Opened 3 years ago

Last modified 2 years ago

#25662 needs_work defect

Wrong contains in PartitionDiagrams

Reported by: mantepse Owned by:
Priority: major Milestone: sage-8.3
Component: combinatorics Keywords:
Cc: alauve, tscrim, zabrocki Merged in:
Authors: Reviewers: Daniel Krenn
Report Upstream: N/A Work issues:
Branch: u/mantepse/wrong_contains_in_partitiondiagrams (Commits) Commit: ab58ad8dbc68c29df337f19fbfba4544f2237f46
Dependencies: #25659, #25462, #25642 Stopgaps:

Description

In 8.3 beta 7:

sage: import sage.combinat.diagram_algebras as da
sage: PD = da.PartitionDiagrams(3/2)
sage: PD.list()
[{{-2, -1, 1, 2}},
 {{-2, 1, 2}, {-1}},
 {{-2, 2}, {-1, 1}},
 {{-2, -1, 2}, {1}},
 {{-2, 2}, {-1}, {1}}]
sage: [[-2,-1],[2,1]] in PD
True

The fix is to remove the individual __contains__ methods, and correct the generic one, and optimize afterwards. However, to avoid a mess, I'd like to wait for the dependencies.

Change History (24)

comment:1 Changed 3 years ago by mantepse

I do not understand these doctests:

 sage: import sage.combinat.diagram_algebras as da
            sage: R.<x> = QQ[]
            sage: PA = PartitionAlgebra(2, x, R, 'P')
            sage: PA([]) == PA.one()
            True
            sage: D = da.DiagramAlgebra(2, x, R, 'P', da.PartitionDiagrams(2))
            sage: D([]) == D.one()
            Traceback (most recent call last):
            ...
            ValueError: invalid input of []

Why is PA([]) supposed to give the identity, but D([]) throw an error? Is it because of UnitDiagramMixin magic?

Put differently, the check method of AbstractPartitionDiagram explicitely allows the empty diagram, irrespective of order. Should [] in PartitionDiagrams(2) return true or false?

comment:2 Changed 3 years ago by mantepse

  • Branch set to u/mantepse/wrong_contains_in_partitiondiagrams

comment:3 Changed 2 years ago by git

  • Commit set to c32cbed705a207cf13c246e8bdda87f4a90bf680

Branch pushed to git repo; I updated commit sha1. Last 10 new commits:

3d5f553Merge branch 'public/combinat/speedup_set_partitions-25462' of git://trac.sagemath.org/sage into t/25659/make_braueralgebra_faster
c7fdf9bInitial Cython version of the PerfectMatchings iterator.
dd4441aAdded fixed point free involution generator and convert to SP. Fixing bug in PerfectMatchingsIterator.
034589dOptimizing generation using fixed-point-free involutions.
7942eabUsing FPF involution iterator and skipping sorting.
80b13f4Use the new backend iterators in diagram_algebras.py.
b486103add reference
77d6902Minor tweaks.
14ed798Merge branch 'public/combinat/speedup_brauer_algebra-25659' of git://trac.sagemath.org/sage into t/25662/wrong_contains_in_partitiondiagrams
c32cbedfix doctests destroyed by merge

comment:4 Changed 2 years ago by mantepse

  • Status changed from new to needs_review

comment:5 Changed 2 years ago by mantepse

ping?

comment:6 Changed 2 years ago by mantepse

ping ping?

comment:7 Changed 2 years ago by dkrenn

  • Reviewers set to Daniel Krenn
  • Status changed from needs_review to needs_work

Started reviewing:

  1. +            obj = self._element_constructor_(obj)
    

I think here self(obj) is the correct way to do as this includes the shortcuts for elements with the "correct" parent.

2.

+        if self.order not in ZZ:
+            # check that k and -k are in the same block
+            k = ZZ(self.order + ZZ(1)/ZZ(2))

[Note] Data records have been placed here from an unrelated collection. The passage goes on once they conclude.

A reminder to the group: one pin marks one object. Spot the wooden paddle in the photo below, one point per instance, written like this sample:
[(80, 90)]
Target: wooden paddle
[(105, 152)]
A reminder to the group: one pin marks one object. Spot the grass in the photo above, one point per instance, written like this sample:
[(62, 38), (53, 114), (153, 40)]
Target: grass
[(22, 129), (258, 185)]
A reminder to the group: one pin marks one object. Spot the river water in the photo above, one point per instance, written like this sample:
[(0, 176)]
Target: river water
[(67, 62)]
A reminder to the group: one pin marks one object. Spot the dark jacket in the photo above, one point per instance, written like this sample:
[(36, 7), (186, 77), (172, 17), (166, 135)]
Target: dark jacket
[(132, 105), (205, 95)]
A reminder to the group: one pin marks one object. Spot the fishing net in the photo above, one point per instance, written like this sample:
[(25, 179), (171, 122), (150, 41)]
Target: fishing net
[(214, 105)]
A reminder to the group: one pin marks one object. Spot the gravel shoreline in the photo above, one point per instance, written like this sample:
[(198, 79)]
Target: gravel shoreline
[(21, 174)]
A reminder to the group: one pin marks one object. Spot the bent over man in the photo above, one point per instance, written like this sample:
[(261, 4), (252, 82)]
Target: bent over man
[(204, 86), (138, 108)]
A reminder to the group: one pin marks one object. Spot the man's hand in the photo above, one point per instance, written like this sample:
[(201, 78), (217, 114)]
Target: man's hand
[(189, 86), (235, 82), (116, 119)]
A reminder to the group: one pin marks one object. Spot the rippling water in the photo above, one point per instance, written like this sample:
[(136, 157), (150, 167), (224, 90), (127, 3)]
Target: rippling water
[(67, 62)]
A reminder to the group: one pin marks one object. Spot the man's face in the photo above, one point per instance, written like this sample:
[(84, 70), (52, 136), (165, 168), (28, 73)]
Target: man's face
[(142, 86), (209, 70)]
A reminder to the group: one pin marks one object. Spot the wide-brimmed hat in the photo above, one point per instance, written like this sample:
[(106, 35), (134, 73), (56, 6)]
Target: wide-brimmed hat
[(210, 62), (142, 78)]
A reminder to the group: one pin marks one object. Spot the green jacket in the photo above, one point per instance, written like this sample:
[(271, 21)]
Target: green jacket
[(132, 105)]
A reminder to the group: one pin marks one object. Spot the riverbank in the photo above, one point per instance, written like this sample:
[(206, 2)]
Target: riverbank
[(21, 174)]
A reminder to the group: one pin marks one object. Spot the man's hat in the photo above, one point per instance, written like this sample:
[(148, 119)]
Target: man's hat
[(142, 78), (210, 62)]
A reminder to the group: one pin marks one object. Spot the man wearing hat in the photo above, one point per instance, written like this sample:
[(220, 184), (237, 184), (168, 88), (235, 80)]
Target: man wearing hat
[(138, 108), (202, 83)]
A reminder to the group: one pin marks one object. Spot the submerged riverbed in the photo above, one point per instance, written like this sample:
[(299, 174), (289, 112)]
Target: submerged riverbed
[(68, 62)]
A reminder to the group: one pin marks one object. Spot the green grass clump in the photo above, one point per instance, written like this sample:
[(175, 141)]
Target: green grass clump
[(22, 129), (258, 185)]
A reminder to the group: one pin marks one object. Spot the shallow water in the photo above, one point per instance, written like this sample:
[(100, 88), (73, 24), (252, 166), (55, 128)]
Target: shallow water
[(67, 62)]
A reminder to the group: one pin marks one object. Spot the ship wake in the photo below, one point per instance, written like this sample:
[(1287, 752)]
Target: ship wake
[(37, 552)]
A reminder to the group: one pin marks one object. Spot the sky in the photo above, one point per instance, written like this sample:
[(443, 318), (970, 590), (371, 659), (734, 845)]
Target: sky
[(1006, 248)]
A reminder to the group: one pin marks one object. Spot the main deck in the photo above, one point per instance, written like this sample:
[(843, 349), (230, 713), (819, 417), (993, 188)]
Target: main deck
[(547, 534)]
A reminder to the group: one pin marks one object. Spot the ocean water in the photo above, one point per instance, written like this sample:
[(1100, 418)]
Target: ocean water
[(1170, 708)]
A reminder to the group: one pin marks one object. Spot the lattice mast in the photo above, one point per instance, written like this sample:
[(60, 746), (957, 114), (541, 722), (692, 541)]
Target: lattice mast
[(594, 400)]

I have no glue when the order is not in ZZ (apperently it can have half values, but is this always the case? (I am a bit scared about this code...)

So, either someone tells me, where this is explained or someone else takes a look (I'd prefer the latter).

Rest looks good AFAICS.

comment:8 Changed 2 years ago by git

  • Commit changed from c32cbed705a207cf13c246e8bdda87f4a90bf680 to fee85a739034b72b7fa39ac4d9be2a77bbfa5648

Branch pushed to git repo; I updated commit sha1. New commits:

e7d2738Merge branch 'u/mantepse/wrong_contains_in_partitiondiagrams' of git://trac.sagemath.org/sage into HEAD
fee85a7replace self._element_constructor_(obj) with self(obj)

comment:9 follow-up: Changed 2 years ago by mantepse

Wow, that was quick - thank you!

OK, I admit I don't know about the first one, so I simply tried and it looks OK. If I understand correctly, self(obj) will invoke __call__, which in turn calls _element_constructor_, right? I did not check whether there is a performance penality.

The second one is by design of this class (which is not myself). For the partition algebra, it makes algebraically a lot of sense to have half-integer order. Combinatorially, this simply implies that the final elements of the top and the bottom row, by convention k and -k, are in the same block.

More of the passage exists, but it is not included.